Nach so vielen Kriegen, Revolutionen und Irrwegen – wäre es da nicht wert, wieder den alten Gedanken an die kleinen Gemeinschaften neu zu denken? Wäre der Bretone, der Gäle, der Friese, der Tiroler, der Baske, der Jurasse und der Korse – um nur ein paar zu nennen – nicht viel glaubwürdiger ein Europäer, wenn er es aus seiner Sicht wieder sein könnte?

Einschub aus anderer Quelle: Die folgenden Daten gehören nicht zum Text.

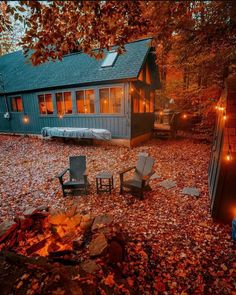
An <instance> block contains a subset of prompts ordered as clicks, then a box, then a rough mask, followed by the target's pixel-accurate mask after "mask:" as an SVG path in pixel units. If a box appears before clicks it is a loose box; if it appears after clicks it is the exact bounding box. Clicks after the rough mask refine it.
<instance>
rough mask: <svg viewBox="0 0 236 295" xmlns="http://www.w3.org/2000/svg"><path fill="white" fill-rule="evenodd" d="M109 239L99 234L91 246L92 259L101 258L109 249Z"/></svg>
mask: <svg viewBox="0 0 236 295" xmlns="http://www.w3.org/2000/svg"><path fill="white" fill-rule="evenodd" d="M107 246H108V244H107V239H106V237H105V236H104V234H98V235H97V236H96V237H95V238H94V239H93V240H92V241H91V243H90V245H89V255H90V257H94V256H100V255H102V254H103V253H104V252H105V250H106V249H107Z"/></svg>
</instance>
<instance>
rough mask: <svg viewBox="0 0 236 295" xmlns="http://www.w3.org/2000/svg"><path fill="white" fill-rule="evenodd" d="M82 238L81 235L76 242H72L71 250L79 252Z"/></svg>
mask: <svg viewBox="0 0 236 295" xmlns="http://www.w3.org/2000/svg"><path fill="white" fill-rule="evenodd" d="M83 241H84V237H83V236H82V235H81V236H79V237H78V238H77V239H76V240H74V241H73V249H74V250H79V249H80V247H81V245H82V244H83Z"/></svg>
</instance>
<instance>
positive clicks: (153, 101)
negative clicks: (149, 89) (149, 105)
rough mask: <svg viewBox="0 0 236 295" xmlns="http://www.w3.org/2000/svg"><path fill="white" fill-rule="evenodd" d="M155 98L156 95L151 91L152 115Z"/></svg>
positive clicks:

Wo er sich auskennt, wo die Leute um ihn herum seine Sprache sprechen, wo die Alten den Kleinen Geschichten erzählen über Landschaften, die ihnen vertraut sind?

Und wäre das dann nicht eine wirkliche Revolution – weil wir Europäer erstmals wieder radikal dächten, nämlich von den Wurzeln her? Weil nach so vielen Odysseen, die dieser Erdteil nun hinter sich hat, es zu dämmern scheint, dass nur das Vertraute das Verstehbare sein kann, dass das Fremde demgegenüber nicht über die bloße Zahlenschiene eingeebnet werden darf und so das Verschiedene scheinbar gleichgemacht wird? Das wäre dann ein völlig neues Verständnis von Europa und den Europäern, das würde den Respekt vor den anderen mehren, den Frieden befördern und das Verständnis für die ‚Verwandten‘ sichern. Und wer reichte da dann nicht auch gerne jedem Flüchtling, den es an seine Gestade verschlagen sollte, die hilfreiche Hand? War Odysseus nicht auch ein Flüchtling gewesen?